La guerre à la jeunesse, par le harcèlement policier et judiciaire permanent et la remise en cause de la justice des mineurEs et aussi par la casse de la formation par Blanquer,Vidal... Avec un maître mot : “plus d’efficacité” (Pour qui ? Le patronat ? L’enseignement privé ?). Et donc encore moins d’égalité : à l’école et au collège nouveau coup de rabot sur les moyens et développement des inégalités territoriales ; attaque frontale de l’enseignement professionnel ; lycée modulaire et bac au rabais remplacé pour l’accès au supérieur par l’orientation dés le premier trimestre de terminale et par des “pré-requis” donnant à chaque université toute latitude pour sélectionner ses étudiantEs.

La guerre d’usure vis-à-vis du syndicalisme de luttes, en le compromettant dans des concertations dont le but est de cautionner et légitimer la politique rétrograde de Macron, de diviser le front syndical et de le contraindre à des mobilisations à postériori et décousues, inefficaces contre les attaques actuelles qui se succèdent à un rythme très rapide.

Heureusement qu’à côté des syndicats, parfois avec leur soutien, les luttes autonomes s’organisent.

Meilleure année 2018 qui annonce la survivance et le développement des résistances, des convergences et des solidarités : la grève de 45 jours, soutenue et victorieuse, des nettoyeuses des gares de Paris Nord ONET, mais aussi les victoires des Véolia de Clermont Ferrand, des Vélib de Paris, des livreurs/euses Deliveroo, les luttes de la restauration rapide et des hôtels de luxe… Plusieurs services publics se mobilisent (ONF, lycées et ensemble des secteurs de l’Éducation notamment en Seine-Saint-Denis, la Poste, l’hôpital…).

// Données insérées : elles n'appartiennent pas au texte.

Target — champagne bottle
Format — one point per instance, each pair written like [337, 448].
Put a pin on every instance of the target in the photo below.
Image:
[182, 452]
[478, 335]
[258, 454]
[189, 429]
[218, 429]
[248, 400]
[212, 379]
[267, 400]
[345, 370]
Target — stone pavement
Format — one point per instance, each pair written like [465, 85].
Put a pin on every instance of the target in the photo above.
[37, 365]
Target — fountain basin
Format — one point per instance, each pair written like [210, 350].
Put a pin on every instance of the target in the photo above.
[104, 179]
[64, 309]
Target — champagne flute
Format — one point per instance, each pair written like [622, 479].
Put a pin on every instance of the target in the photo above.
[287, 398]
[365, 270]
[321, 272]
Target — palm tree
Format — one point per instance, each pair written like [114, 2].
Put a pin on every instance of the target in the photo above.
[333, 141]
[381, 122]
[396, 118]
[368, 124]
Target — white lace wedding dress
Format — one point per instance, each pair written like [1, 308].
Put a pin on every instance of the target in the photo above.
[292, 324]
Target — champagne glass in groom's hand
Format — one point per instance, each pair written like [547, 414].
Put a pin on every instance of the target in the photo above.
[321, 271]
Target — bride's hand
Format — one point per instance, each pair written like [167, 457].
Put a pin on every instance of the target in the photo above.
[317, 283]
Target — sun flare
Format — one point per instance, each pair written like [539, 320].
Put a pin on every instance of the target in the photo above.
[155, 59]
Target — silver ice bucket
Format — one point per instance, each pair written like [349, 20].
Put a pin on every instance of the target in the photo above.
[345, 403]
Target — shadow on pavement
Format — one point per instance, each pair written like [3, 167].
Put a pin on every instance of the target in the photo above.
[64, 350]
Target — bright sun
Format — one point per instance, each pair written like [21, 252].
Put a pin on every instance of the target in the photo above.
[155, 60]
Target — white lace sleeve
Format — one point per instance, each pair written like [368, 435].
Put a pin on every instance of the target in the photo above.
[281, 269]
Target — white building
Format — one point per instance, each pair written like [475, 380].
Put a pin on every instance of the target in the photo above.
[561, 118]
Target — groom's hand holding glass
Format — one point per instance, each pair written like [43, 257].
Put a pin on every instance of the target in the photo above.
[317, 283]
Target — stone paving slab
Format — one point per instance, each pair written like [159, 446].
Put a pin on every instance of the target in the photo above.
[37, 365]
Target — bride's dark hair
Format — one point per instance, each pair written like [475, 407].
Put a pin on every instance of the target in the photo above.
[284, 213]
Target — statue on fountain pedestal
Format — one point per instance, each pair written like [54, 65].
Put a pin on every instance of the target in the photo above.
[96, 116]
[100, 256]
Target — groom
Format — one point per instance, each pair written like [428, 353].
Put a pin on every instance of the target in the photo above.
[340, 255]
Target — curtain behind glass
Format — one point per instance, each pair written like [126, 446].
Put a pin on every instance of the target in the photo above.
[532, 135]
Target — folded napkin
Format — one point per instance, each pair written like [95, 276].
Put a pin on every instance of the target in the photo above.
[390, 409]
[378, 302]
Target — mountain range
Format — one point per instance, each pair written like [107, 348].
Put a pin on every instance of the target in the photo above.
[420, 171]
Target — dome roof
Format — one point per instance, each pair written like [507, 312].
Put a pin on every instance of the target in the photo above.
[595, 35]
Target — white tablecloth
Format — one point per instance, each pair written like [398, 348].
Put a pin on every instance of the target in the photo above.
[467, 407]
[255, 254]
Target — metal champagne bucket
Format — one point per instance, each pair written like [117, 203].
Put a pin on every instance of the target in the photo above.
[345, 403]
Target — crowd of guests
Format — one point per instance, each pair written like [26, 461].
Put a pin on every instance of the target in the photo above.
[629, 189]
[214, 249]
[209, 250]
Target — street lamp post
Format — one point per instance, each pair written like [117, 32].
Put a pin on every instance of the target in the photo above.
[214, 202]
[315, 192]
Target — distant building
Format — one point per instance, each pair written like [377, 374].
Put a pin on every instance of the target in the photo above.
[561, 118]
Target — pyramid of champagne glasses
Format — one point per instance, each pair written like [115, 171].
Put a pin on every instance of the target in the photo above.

Contre la systématisation de la répression policière vis-à-vis des opposantEs, des jeunes et des migrantEs et contre l’état d’urgence permanent, la solidarité marque des points (les neuf de Poitiers, Délinquants solidaires, manifestation de Menton…). Des collectifs et des coordinations unitaires, des AG interpro, oeuvrent aux convergences des luttes.

Les milieux d’affaires, conscients de l’agression que représente la politique Macron, intègrent dans leurs préoccupations et leurs prévisions de profits les risques d’un mouvement social d’envergure (Natixis, Les Échos).

Ne les décevons pas !

Quand un pouvoir mène une politique inique c’est un devoir de s’insurger. On ne peut que se révolter contre l’injustice et les privilèges de classe et de caste, au travail, à l’école, dans les banlieues, partout. Et les syndicats doivent soutenir ces révoltes légitimes, informer sans délais sur leur réalité et sur l’impératif de les renforcer face au danger des attaques et concourir à les unifier au plan revendicatif, comme au plan des perspectives d’extension et de centralisation.